(no subject)

Aug 27, 2006 02:16

There are few things that I hate more than BEING USED.

I'm not an idiot. I don't appreciate it, and I won't tolerate it anymore. Sorry.
I'm sure you'll say that you're not...but you couldn't make it anymore obvious.

Anyway, on to other things.

Nick and I have been over the "1 year" line for over two months now.
I still wake up every morning and smile knowing that I have him.
I still fall alseep smiling knowing that the last person that touched me was him.
I still tingle all over when he kisses me.
My heart still leaps when he smiles at me.
I still feel at home in his arms.
I still never run out of things to talk about with him.
I still feel like the most important person in his life.
I still cry whenever I think about how much love I have for him.

I still know that I will marry this boy.
That I will spend the rest of my life with him,
and that I will love him with every breath I take,
until I take my last.

I am completely, head over heels, insanely, wholly, fully, madly, in love Nicholas David Connolly.
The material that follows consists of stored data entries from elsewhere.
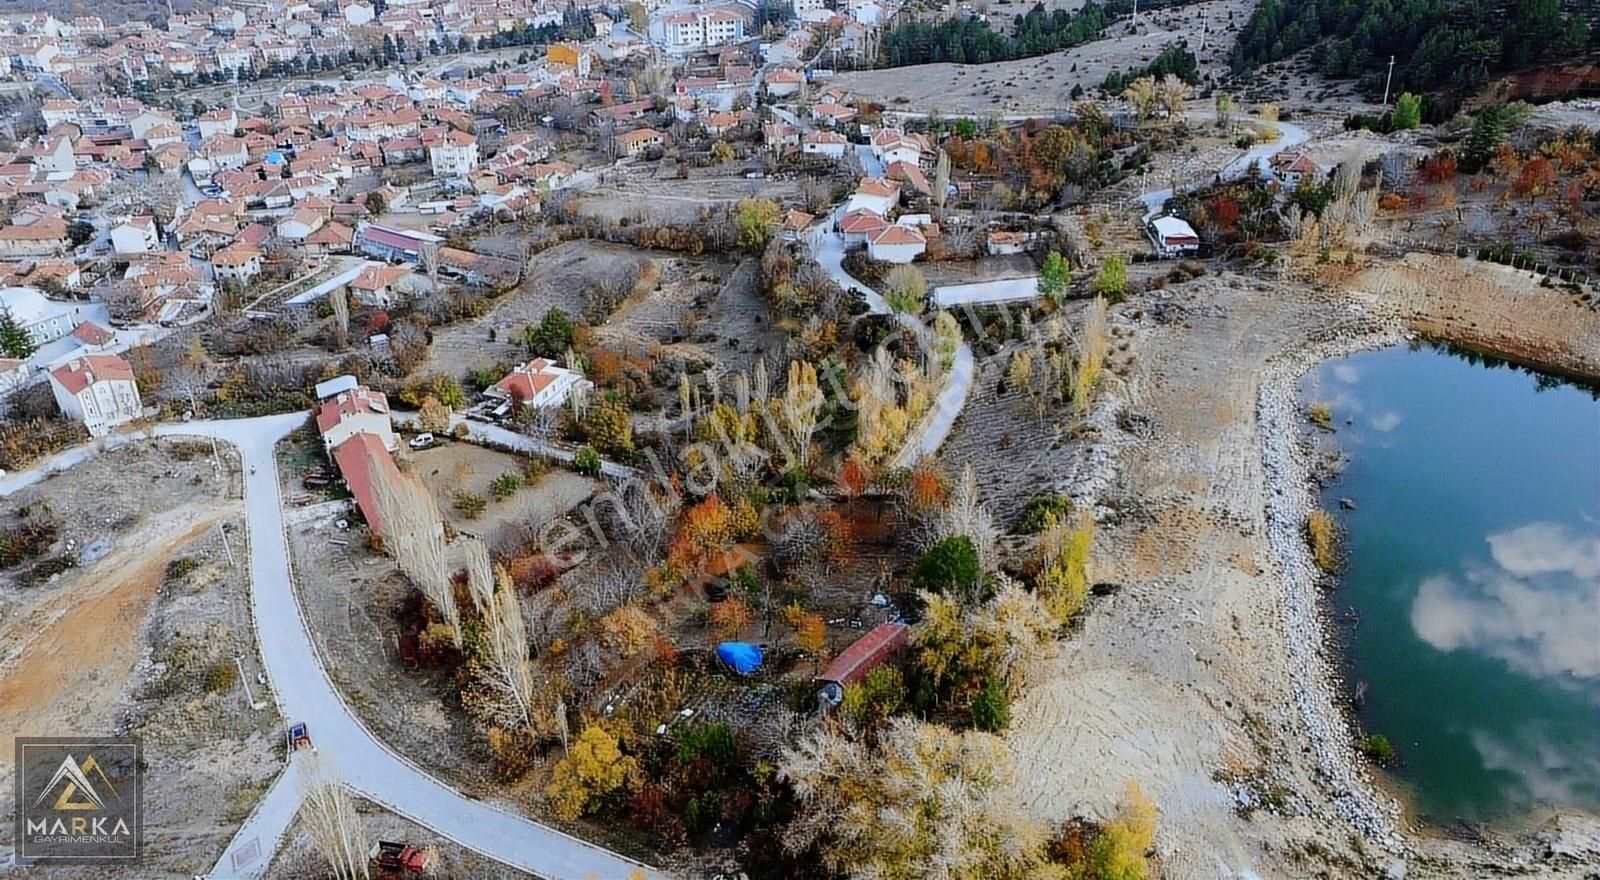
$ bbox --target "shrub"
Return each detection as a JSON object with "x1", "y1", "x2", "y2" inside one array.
[
  {"x1": 0, "y1": 517, "x2": 59, "y2": 569},
  {"x1": 842, "y1": 665, "x2": 906, "y2": 728},
  {"x1": 1307, "y1": 403, "x2": 1333, "y2": 430},
  {"x1": 453, "y1": 491, "x2": 487, "y2": 519},
  {"x1": 1306, "y1": 510, "x2": 1339, "y2": 573},
  {"x1": 166, "y1": 556, "x2": 201, "y2": 581},
  {"x1": 490, "y1": 472, "x2": 521, "y2": 501},
  {"x1": 674, "y1": 722, "x2": 737, "y2": 766},
  {"x1": 573, "y1": 446, "x2": 602, "y2": 477},
  {"x1": 1018, "y1": 494, "x2": 1074, "y2": 533},
  {"x1": 205, "y1": 660, "x2": 238, "y2": 694},
  {"x1": 1359, "y1": 733, "x2": 1397, "y2": 765},
  {"x1": 911, "y1": 536, "x2": 980, "y2": 597},
  {"x1": 969, "y1": 677, "x2": 1011, "y2": 732}
]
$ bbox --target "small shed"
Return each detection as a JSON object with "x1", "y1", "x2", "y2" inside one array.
[{"x1": 817, "y1": 621, "x2": 909, "y2": 709}]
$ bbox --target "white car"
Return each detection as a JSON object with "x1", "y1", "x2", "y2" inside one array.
[{"x1": 408, "y1": 433, "x2": 435, "y2": 449}]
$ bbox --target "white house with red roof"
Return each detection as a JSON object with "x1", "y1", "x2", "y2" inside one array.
[
  {"x1": 867, "y1": 224, "x2": 926, "y2": 263},
  {"x1": 428, "y1": 130, "x2": 479, "y2": 178},
  {"x1": 315, "y1": 385, "x2": 398, "y2": 457},
  {"x1": 1268, "y1": 149, "x2": 1324, "y2": 190},
  {"x1": 48, "y1": 354, "x2": 142, "y2": 436},
  {"x1": 485, "y1": 357, "x2": 589, "y2": 414},
  {"x1": 837, "y1": 207, "x2": 887, "y2": 244},
  {"x1": 845, "y1": 177, "x2": 900, "y2": 217}
]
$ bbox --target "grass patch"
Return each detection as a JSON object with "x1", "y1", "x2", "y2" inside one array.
[
  {"x1": 166, "y1": 556, "x2": 201, "y2": 582},
  {"x1": 1017, "y1": 493, "x2": 1074, "y2": 533},
  {"x1": 1307, "y1": 402, "x2": 1333, "y2": 430},
  {"x1": 1306, "y1": 510, "x2": 1339, "y2": 574},
  {"x1": 1358, "y1": 733, "x2": 1397, "y2": 765}
]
He is my heart and my soul. My sun and my moon. Being without him is like an angel without wings, a bird that has no song to sing, a sky without stars, and a human being without a heart.

I know everyone says this, but I am the luckiest girl in the entire world. I'm sure it exists, but I have never seen or felt a love so true and real.

I was so happy tonight because My car is constantly breaking, I am running out of money, my job is continually stressful and trying my patience....but I have Nick. I have my soulmate. Everything in the world could fall down around me and he would hold onto me for dear life.
I am thankful everyday that he was brought into my life...I don't know where I would be right now without him.